Ok, let be closer to question, let compare ext4_acl_from_disk() above and from here:
http://elixir.free-electrons.com/linux/latest/source/fs/ext4/acl.c#L16
Could you answer is it copy-paste o not?
So, if it is copy-paste, I will try to rewrite it, but I am not sure that it is possible to do it correctly because it is function with straightforward logic.

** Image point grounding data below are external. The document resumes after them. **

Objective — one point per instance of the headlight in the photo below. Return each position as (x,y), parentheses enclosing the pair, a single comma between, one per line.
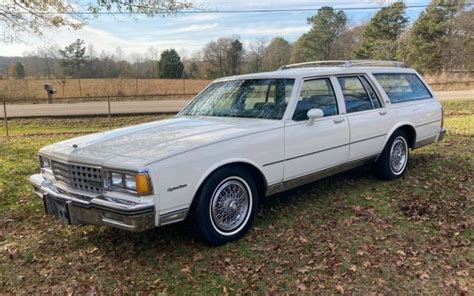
(138,183)
(45,163)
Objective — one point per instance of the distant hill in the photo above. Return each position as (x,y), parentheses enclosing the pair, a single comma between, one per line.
(6,61)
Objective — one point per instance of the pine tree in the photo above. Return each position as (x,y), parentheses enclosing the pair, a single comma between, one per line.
(318,44)
(430,34)
(381,34)
(170,65)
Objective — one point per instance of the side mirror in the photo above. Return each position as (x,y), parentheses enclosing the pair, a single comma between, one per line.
(314,114)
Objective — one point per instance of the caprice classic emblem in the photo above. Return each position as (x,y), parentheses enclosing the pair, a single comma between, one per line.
(180,186)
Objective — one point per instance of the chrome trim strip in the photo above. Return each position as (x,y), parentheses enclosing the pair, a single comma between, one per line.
(323,150)
(311,177)
(439,120)
(172,217)
(425,141)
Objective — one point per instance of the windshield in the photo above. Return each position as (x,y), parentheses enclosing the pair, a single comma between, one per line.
(251,98)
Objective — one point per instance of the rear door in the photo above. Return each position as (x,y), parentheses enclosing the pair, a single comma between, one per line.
(369,123)
(310,148)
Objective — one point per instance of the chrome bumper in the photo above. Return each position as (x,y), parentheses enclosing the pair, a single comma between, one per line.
(101,210)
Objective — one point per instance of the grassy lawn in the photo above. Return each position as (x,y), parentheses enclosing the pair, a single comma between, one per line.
(348,234)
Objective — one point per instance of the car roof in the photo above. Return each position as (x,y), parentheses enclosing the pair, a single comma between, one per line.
(306,72)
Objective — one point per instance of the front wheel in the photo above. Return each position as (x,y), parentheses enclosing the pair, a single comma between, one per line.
(393,161)
(225,206)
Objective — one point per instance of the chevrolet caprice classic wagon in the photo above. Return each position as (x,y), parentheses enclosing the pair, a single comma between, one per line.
(241,139)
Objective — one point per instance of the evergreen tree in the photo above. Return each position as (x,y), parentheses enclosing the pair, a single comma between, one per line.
(381,34)
(170,65)
(277,54)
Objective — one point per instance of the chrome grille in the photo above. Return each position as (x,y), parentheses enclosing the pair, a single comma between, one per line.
(78,177)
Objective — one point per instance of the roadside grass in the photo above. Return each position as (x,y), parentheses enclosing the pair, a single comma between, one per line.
(39,126)
(350,233)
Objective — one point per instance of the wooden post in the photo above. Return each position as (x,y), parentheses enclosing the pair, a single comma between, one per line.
(80,87)
(5,116)
(27,89)
(184,85)
(110,116)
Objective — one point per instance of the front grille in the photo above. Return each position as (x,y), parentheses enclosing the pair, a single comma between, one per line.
(78,177)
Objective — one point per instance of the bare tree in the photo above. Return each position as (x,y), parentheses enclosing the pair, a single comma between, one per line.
(37,16)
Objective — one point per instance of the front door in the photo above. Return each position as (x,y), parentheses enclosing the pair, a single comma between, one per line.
(311,148)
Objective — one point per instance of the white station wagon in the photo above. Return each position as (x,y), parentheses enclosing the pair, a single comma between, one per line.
(241,139)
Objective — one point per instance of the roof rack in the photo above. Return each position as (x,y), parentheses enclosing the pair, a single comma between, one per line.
(345,63)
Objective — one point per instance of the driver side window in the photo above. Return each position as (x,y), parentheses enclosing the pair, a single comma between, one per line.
(316,93)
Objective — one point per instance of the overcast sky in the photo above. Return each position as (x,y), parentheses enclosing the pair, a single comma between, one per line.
(190,32)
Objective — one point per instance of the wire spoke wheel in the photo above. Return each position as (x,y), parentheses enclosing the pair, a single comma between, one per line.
(230,205)
(398,155)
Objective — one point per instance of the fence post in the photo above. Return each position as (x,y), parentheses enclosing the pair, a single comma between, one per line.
(110,117)
(5,116)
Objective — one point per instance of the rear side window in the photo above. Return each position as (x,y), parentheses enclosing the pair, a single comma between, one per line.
(403,87)
(317,93)
(355,95)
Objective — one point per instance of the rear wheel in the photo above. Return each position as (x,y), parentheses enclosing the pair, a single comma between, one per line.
(225,206)
(393,161)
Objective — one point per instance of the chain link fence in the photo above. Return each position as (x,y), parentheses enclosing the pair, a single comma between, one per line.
(20,117)
(64,115)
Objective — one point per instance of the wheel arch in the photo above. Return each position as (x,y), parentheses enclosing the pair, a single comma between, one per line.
(253,168)
(408,129)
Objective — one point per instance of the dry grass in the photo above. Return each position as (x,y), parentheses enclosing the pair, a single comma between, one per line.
(22,89)
(447,81)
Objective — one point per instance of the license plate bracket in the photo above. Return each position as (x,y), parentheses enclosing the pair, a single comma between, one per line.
(57,208)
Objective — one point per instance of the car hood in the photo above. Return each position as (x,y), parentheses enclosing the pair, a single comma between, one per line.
(149,142)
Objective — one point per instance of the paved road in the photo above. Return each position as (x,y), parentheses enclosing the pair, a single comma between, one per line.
(94,108)
(137,107)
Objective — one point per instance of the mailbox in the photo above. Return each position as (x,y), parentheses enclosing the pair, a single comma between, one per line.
(50,90)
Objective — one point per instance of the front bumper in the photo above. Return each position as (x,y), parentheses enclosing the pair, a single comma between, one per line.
(101,210)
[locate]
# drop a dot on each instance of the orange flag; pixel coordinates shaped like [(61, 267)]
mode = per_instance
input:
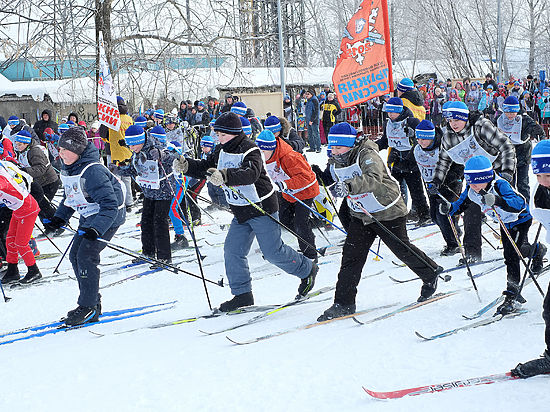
[(363, 69)]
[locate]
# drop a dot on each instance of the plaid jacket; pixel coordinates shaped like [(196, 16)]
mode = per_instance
[(488, 136)]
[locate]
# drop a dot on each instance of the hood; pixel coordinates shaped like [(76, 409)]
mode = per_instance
[(414, 97), (89, 155)]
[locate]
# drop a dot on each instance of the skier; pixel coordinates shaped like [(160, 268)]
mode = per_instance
[(293, 175), (520, 129), (467, 135), (399, 136), (151, 167), (15, 195), (540, 208), (237, 161), (426, 153), (98, 196), (493, 194), (362, 178)]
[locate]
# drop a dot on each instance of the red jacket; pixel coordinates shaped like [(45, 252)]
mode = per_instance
[(296, 168)]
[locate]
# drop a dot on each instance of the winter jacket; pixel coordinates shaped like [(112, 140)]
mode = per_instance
[(99, 186), (511, 206), (290, 136), (414, 101), (487, 135), (251, 171), (42, 125), (312, 110), (34, 161), (137, 166), (286, 165), (401, 161), (374, 179)]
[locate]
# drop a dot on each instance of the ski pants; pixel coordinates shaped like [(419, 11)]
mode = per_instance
[(356, 248), (155, 233), (20, 231), (297, 217), (84, 257), (268, 234)]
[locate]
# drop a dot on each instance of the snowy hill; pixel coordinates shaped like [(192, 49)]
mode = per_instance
[(179, 368)]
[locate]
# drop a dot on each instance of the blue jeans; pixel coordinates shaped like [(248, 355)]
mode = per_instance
[(268, 233), (313, 136)]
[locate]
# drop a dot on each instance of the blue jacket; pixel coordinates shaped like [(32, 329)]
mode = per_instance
[(100, 186), (312, 109)]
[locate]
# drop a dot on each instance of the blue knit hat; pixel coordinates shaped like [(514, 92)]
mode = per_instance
[(425, 130), (228, 123), (393, 105), (141, 121), (239, 108), (510, 105), (540, 158), (456, 110), (158, 114), (207, 141), (266, 140), (247, 127), (342, 134), (405, 84), (158, 133), (23, 137), (273, 123), (13, 120), (134, 135), (478, 169)]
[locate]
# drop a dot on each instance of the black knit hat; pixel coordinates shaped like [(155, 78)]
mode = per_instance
[(228, 123), (74, 140)]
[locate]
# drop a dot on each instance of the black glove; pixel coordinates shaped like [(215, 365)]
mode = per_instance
[(54, 223), (507, 176), (89, 233), (432, 189)]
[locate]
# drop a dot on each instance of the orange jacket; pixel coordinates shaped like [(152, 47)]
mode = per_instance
[(298, 170)]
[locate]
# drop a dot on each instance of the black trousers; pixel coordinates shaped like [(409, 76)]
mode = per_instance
[(297, 217), (84, 257), (356, 248), (155, 234), (416, 189)]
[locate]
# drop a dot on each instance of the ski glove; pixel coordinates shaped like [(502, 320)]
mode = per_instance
[(281, 186), (444, 207), (216, 177), (180, 165), (341, 189), (54, 223), (89, 233)]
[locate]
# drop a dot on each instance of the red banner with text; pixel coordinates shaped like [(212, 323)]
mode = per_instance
[(363, 69)]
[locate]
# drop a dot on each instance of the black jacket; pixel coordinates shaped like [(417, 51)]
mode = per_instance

I prefer to conserve a level of "safe ignorance": I particularly don't want to evaluate if code here or there is copied as that may sound like legal advice and IANAL. I do think that where there are opportunities to improve the code we should do it and the argument of "linux does this way" leads to bad engineering.

*_from_disk()/*_to_disk() refactoring

I tested on amd64, and it worked fine. One minor bug, you should add
"fs/ext2fs/ext2_acl.c optional ext2fs" to sys/conf/files, thanks.

Thanks for testing.
Add ext2_acl.c sys/conf/files.

This revision is now accepted and ready to land.May 26 2017, 1:39 AM

Looks good to me.

sys/fs/ext2fs/ext2_extattr.c
88

Minor style: Finish the sentence with a period, You can also use XXX to highlight this is missing in the implementation.

fsu edited edge metadata.

Fix minor style.

This revision now requires review to proceed.May 28 2017, 3:09 PM
This revision was automatically updated to reflect the committed changes.